Thursday, July 23, 2009
The Coffee Ice Cream Conundrum
It's happened. Failure.
Yesterday I decided that it was time to expand my ice cream to bigger batches, and to start giving out free samples to local Maine Twitter folk, friends, and family in order to get feedback on my products. I chose coffee ice cream as my public debut, which was probably the stupidest idea I ever could have had. My friend Renee had given me a recipe for an amazing coffee ice cream that she had made at work, and I was pretty excited to make my own version of her masterpiece.

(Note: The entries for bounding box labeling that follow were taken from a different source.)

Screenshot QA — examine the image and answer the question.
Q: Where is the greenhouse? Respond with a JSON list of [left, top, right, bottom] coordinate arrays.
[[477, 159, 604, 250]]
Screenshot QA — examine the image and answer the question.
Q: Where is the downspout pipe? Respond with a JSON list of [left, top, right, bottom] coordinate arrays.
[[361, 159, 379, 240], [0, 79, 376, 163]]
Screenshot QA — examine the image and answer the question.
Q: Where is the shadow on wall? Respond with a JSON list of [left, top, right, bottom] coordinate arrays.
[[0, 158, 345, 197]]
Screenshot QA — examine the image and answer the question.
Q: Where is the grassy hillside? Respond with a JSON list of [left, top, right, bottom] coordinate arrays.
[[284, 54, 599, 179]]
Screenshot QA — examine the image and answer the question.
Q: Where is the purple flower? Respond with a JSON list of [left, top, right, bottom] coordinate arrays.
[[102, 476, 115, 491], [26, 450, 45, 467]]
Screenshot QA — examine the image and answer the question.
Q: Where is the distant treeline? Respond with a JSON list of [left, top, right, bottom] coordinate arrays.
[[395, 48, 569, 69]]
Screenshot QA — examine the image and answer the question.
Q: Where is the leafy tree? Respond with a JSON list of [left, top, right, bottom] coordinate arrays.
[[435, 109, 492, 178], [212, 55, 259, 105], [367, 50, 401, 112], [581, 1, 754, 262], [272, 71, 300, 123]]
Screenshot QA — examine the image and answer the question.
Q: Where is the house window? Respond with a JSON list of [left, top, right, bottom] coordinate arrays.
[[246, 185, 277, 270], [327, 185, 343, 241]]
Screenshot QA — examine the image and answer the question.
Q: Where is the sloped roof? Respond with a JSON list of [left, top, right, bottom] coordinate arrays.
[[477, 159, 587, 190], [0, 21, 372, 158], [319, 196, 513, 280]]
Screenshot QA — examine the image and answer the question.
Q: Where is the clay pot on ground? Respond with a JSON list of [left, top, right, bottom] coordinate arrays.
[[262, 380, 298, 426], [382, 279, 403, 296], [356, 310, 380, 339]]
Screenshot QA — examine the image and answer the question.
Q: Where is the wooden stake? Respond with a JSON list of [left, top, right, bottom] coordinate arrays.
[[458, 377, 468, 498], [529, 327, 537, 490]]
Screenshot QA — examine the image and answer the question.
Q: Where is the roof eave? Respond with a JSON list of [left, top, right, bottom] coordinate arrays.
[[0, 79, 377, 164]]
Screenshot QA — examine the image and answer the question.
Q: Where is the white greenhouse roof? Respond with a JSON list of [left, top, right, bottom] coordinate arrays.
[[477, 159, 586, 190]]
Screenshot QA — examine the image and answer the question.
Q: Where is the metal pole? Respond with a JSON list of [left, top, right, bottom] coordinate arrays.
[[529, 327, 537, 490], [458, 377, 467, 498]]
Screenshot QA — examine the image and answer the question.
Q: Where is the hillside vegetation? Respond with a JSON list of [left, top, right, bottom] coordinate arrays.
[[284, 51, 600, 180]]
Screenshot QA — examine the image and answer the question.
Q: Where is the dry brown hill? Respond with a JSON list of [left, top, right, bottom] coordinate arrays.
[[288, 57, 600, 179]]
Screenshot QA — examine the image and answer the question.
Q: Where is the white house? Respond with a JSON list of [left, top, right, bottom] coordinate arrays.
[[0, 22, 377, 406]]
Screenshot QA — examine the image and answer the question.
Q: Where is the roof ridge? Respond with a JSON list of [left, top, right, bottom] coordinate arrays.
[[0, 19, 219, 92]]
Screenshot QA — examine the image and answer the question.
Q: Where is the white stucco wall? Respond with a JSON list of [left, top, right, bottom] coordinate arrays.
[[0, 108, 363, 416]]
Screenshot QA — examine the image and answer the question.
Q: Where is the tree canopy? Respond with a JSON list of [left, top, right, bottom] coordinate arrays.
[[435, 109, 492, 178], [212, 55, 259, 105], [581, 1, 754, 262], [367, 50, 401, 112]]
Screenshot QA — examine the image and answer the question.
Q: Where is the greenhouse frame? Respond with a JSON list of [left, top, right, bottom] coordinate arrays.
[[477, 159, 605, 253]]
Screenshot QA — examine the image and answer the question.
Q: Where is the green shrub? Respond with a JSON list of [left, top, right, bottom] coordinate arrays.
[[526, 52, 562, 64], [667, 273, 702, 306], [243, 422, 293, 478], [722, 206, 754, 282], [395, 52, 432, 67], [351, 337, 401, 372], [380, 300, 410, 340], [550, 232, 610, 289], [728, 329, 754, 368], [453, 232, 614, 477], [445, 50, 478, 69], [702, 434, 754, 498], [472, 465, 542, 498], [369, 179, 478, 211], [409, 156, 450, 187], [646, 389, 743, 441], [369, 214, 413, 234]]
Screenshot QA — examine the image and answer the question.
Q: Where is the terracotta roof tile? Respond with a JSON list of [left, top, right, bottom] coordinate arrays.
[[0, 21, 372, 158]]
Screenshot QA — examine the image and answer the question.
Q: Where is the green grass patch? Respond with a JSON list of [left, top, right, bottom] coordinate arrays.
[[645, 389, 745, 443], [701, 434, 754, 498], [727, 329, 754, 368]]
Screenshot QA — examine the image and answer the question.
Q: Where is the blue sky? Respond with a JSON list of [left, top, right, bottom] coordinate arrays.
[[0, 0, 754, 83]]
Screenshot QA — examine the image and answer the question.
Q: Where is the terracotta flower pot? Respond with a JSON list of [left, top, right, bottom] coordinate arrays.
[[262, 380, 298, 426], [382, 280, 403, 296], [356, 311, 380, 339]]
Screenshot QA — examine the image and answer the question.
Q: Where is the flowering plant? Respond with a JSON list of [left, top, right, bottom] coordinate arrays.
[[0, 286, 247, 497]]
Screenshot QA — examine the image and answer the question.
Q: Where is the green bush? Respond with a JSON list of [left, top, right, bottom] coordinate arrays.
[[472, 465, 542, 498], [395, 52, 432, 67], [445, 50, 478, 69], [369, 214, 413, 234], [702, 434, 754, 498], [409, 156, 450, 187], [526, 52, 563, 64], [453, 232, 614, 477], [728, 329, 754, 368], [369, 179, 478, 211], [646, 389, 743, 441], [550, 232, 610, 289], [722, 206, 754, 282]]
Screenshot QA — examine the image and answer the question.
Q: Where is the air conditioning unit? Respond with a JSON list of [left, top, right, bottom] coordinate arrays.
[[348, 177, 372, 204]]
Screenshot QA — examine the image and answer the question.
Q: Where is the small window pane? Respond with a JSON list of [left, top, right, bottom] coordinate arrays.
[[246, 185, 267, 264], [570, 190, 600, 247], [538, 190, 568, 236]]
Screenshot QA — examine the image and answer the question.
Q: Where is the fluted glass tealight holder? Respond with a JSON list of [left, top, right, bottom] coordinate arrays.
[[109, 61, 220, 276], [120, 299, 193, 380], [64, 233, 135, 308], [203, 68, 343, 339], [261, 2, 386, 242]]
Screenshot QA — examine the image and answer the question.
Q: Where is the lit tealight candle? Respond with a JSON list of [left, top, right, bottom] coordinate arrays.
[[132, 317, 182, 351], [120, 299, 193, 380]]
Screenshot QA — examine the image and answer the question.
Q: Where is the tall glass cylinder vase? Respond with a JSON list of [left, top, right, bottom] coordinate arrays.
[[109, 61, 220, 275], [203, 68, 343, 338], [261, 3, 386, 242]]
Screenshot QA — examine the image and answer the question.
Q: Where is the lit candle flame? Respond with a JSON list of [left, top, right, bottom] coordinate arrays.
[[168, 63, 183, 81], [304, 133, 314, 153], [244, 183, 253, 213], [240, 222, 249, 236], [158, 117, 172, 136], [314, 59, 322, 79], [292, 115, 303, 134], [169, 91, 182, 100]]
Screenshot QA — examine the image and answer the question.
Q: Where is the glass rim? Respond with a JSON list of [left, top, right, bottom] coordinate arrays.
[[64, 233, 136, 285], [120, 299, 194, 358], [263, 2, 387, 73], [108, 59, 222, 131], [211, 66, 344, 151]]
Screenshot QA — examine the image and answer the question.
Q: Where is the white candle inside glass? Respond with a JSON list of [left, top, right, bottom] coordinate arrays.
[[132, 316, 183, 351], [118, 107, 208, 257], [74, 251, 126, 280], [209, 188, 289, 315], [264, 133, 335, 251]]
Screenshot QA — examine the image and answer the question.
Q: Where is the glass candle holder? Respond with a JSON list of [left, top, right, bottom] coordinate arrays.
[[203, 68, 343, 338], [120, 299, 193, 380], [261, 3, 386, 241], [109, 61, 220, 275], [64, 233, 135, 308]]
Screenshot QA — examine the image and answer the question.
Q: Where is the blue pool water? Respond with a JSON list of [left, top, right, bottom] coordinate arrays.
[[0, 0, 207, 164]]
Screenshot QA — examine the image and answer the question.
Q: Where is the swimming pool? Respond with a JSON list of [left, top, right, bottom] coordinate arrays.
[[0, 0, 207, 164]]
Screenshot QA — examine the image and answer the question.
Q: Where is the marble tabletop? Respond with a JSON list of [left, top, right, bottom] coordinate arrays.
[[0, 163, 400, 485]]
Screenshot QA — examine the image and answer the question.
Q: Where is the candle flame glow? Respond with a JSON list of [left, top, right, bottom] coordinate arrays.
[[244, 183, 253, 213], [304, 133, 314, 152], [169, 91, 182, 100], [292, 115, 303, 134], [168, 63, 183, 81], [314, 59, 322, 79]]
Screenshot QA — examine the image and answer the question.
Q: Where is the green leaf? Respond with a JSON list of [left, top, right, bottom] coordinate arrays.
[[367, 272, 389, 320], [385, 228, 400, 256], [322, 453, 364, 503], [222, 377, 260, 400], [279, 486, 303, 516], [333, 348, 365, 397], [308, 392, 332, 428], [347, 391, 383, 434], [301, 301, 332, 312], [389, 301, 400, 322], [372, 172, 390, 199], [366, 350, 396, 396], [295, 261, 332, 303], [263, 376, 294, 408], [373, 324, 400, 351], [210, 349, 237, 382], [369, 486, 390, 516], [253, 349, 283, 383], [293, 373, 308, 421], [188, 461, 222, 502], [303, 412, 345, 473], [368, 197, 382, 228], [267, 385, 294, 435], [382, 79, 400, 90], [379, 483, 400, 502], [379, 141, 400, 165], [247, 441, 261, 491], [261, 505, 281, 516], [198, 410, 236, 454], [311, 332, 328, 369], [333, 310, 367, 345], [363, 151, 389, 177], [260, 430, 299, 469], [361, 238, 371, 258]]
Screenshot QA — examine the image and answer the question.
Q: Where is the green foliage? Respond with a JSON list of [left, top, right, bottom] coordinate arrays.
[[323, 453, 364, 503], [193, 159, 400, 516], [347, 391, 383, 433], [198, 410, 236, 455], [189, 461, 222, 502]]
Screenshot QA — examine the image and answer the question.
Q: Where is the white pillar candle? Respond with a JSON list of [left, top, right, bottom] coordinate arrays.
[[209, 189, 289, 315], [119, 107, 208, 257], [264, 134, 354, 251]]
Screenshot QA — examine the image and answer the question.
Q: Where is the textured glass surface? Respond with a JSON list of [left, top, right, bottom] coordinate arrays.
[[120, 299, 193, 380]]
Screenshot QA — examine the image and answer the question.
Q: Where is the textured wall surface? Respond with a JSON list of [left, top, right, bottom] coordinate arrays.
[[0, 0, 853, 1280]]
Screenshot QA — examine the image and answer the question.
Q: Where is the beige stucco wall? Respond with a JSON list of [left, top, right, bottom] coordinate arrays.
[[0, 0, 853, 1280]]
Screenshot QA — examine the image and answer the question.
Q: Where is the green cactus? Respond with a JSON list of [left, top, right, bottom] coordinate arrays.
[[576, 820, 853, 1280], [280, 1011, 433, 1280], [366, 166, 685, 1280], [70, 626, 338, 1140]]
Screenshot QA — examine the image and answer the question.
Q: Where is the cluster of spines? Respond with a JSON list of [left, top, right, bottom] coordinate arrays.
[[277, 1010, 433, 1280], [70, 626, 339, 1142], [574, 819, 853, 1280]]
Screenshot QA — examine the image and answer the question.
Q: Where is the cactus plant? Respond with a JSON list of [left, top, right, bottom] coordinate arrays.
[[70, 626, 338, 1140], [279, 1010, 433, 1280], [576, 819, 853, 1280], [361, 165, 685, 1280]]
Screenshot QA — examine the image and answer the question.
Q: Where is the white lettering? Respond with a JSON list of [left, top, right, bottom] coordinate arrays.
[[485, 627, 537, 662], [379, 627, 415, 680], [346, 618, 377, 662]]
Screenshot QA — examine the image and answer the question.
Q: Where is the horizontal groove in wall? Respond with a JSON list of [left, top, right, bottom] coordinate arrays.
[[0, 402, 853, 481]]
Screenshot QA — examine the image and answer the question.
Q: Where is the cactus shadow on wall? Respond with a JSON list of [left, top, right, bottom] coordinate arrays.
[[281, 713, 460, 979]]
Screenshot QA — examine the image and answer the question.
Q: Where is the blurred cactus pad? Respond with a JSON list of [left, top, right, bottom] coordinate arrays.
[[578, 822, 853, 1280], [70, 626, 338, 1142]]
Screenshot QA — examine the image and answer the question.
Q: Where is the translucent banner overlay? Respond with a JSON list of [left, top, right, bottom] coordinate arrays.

I started off with a daring 1 1/2 quarts of half and half. As I waited for it to simmer, I whipped 18 egg yolks in a bowl with 2 1/2 c. sugar. Using Jake's French press, I brewed two cups of dark roast coffee. After tempering my cream into the yolks, I added the coffee and gave it a taste. Huh. Pretty much tasted like heavily sweetened coffee. No problem...must not be enough. I brewed two more cups. Flavor stayed the same.
"Oh crap," I thought to myself as my stomach churned. I nervously called Renee..."So uh...when you told me to add coffee to the milk...did you uhh...did you mean brewed coffee?" (insert me squinting and crossing my fingers, hoping against hope she'd say "yes.") "No, I meant coffee grounds." Poop. This meant that I now had a quart of water in my ice cream base, which would cause a major tear in the chemistry of the final product. Would it spin properly? Would it freeze alright? I knew the answers were both "no" but how could I possibly justify throwing away one gallon of liquid? I tried adding coffee grounds to the base for more flavor, making the mistake of not putting them in cheesecloth or another helpful steeping assistant. I then tried to cook the base in a double boiler to allow the water to evaporate. Fail. Fail. Fail. AND! On top of that, the base separated in my ice cream maker, making it evident that I had no chance at redemption.
So in the future...never put water in your ice cream. Never add coffee grounds if you have no way to strain them out. And never, EVER, make bulk batches of something you've never made before.